On an arduous three-month tour of New Zealand by Col. de Basil’s Monte Carlo Russian Ballet in early 1937, the principal dancer, Helene Kirsova, had time for a little administrative work.

During Easter (at the end of March that year), she wrote to Olive Cotton, the photographer, who then worked with her childhood friend, the photographer Max Dupain.

The letter from Kirsova, sent from Wellington, New Zealand, is part of the Olive Cotton papers at the Mitchell Library, State Library of New South Wales.

Kirsova thanks Cotton for sending her some “lovely” photos by Dupain and asks if he would send large prints of them to E.J. Tait, one of the Tait brothers who ran J C Williamson, presenters of the three Ballets Russes tours to Australia from 1936-1940.

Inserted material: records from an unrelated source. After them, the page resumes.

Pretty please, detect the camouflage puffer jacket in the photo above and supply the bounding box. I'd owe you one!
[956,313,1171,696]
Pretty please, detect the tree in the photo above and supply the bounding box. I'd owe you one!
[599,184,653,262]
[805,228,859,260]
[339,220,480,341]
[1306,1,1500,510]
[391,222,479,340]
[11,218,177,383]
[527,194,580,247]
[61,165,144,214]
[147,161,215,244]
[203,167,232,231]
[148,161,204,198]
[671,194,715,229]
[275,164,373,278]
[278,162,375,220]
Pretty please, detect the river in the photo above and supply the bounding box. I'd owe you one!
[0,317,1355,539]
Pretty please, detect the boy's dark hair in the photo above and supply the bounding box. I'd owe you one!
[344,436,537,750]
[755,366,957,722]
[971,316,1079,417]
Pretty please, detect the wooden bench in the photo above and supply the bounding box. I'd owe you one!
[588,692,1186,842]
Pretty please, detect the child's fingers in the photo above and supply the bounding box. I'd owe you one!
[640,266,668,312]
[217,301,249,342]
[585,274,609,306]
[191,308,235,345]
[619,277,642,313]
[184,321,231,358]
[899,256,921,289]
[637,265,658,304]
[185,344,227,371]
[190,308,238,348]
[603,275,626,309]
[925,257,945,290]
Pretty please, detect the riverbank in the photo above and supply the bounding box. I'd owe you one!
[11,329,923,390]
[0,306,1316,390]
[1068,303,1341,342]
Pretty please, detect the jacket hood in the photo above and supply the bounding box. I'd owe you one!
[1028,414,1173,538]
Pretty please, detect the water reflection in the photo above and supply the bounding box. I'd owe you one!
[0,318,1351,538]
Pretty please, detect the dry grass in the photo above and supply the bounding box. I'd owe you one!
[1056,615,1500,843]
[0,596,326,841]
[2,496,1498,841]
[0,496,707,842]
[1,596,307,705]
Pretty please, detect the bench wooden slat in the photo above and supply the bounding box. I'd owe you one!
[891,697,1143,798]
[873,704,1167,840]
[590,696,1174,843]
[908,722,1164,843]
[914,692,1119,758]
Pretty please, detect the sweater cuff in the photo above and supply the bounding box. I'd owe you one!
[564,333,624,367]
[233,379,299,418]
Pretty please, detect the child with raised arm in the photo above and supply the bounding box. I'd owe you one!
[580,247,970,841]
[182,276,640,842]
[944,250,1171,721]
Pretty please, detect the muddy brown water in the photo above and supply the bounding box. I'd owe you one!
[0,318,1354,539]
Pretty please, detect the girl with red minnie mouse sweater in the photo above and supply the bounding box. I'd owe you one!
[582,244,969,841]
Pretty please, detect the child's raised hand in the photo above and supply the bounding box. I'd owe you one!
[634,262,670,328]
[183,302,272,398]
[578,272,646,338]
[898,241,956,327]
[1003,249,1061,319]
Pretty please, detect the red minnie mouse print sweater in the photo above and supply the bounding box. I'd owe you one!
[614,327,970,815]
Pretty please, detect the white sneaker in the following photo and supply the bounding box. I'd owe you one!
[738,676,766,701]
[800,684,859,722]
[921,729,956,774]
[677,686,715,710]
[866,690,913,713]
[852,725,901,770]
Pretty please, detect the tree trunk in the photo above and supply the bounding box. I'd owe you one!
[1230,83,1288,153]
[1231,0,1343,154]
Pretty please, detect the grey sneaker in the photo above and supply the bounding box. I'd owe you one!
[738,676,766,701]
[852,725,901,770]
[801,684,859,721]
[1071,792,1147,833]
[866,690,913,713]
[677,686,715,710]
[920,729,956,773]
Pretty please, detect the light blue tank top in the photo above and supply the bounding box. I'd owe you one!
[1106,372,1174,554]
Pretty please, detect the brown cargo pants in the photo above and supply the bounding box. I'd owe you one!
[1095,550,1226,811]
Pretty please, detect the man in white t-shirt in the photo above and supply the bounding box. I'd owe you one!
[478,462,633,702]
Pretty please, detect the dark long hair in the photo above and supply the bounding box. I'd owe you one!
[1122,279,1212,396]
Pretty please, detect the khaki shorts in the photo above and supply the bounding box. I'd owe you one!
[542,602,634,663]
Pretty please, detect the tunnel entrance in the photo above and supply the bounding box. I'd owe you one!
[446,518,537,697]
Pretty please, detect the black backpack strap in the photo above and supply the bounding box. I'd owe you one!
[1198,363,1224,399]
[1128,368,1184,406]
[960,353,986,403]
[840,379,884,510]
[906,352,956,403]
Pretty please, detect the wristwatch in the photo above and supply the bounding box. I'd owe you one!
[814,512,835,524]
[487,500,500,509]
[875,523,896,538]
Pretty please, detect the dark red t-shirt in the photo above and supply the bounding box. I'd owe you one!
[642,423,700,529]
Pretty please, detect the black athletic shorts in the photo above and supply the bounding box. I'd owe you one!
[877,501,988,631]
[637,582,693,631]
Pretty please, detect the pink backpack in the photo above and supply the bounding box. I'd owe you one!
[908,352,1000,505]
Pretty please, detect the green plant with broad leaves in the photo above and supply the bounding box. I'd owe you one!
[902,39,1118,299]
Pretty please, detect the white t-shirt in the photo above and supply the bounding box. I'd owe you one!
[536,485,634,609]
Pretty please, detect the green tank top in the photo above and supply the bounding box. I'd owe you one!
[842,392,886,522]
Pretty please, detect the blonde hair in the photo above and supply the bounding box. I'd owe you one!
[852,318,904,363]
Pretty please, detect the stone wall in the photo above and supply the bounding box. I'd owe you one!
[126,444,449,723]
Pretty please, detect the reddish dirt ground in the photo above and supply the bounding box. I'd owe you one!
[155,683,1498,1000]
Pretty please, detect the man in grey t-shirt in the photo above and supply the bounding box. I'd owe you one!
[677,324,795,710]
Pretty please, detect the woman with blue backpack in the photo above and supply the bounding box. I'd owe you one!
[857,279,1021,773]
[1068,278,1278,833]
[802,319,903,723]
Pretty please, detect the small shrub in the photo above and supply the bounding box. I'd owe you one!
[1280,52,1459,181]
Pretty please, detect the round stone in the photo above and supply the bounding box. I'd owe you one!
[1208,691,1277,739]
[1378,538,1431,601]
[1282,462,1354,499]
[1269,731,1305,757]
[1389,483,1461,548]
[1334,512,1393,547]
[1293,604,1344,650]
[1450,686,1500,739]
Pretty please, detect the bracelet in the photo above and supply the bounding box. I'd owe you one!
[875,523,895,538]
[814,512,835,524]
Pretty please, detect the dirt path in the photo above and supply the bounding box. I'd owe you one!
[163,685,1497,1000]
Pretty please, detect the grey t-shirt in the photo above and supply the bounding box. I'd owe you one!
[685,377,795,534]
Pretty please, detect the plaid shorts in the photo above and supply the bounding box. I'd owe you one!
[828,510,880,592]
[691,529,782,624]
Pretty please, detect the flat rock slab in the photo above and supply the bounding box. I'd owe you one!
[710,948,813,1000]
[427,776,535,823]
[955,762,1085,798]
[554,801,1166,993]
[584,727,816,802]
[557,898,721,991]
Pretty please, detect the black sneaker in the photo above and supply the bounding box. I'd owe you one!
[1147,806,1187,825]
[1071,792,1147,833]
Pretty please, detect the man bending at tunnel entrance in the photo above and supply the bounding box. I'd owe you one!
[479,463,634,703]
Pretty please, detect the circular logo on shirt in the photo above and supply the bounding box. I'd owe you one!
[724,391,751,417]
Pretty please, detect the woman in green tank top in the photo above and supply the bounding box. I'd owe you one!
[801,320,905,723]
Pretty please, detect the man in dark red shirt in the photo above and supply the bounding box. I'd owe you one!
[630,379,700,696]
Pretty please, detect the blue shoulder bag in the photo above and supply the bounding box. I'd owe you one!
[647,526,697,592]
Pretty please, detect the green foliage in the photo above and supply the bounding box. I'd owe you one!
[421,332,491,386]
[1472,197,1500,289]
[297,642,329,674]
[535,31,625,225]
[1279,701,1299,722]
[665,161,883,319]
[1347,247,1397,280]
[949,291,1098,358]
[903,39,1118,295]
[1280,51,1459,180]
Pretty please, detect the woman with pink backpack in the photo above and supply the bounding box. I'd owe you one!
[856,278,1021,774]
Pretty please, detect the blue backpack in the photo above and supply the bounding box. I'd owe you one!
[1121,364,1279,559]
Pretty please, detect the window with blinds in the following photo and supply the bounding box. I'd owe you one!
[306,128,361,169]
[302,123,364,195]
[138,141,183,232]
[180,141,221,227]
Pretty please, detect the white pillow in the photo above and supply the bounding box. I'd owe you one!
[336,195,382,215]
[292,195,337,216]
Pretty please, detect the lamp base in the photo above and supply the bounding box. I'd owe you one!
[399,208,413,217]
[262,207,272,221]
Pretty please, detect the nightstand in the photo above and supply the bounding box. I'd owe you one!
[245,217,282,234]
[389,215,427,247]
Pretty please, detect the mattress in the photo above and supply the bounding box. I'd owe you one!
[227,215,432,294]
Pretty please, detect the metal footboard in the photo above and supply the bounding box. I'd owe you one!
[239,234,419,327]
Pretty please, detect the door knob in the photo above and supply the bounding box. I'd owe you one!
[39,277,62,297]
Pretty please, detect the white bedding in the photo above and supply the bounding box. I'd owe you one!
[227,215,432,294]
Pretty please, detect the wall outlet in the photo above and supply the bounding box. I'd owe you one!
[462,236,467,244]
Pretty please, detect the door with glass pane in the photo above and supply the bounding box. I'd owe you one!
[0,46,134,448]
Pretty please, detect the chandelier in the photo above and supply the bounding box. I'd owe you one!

Dupain took many photos of the Ballets Russes dancers including the beautiful photograph, (below left), of Kirsova.

In the letter, Kirsova is enthusiastic about the New Zealand tour, describing it as “very successful, especially for me, as I have been touring by Sportscar (Riley “Imp”)…

“Here are some lovely stretches of sand, between Hamilton and New Plymouth, it is simply beautiful”.

Other dancers were not so charmed by New Zealand.

On his return to Australia, Thomas Armour, told the press: “It was hard work from the first night and travelling conditions were difficult”.

Another dancer, Roland Guerard, was reported as saying: “It was the hardest tour I have ever made. I don’t wish to see New Zealand again in a hurry”.

As for Cotton, although she often referred to herself as Dupain’s “assistant”, by the mid 1930s she was an acclaimed photographer in her own right.

Her best known photo was Tea cup ballet, taken in 1935, a year before the first Ballets Russes troupe arrived in Australia.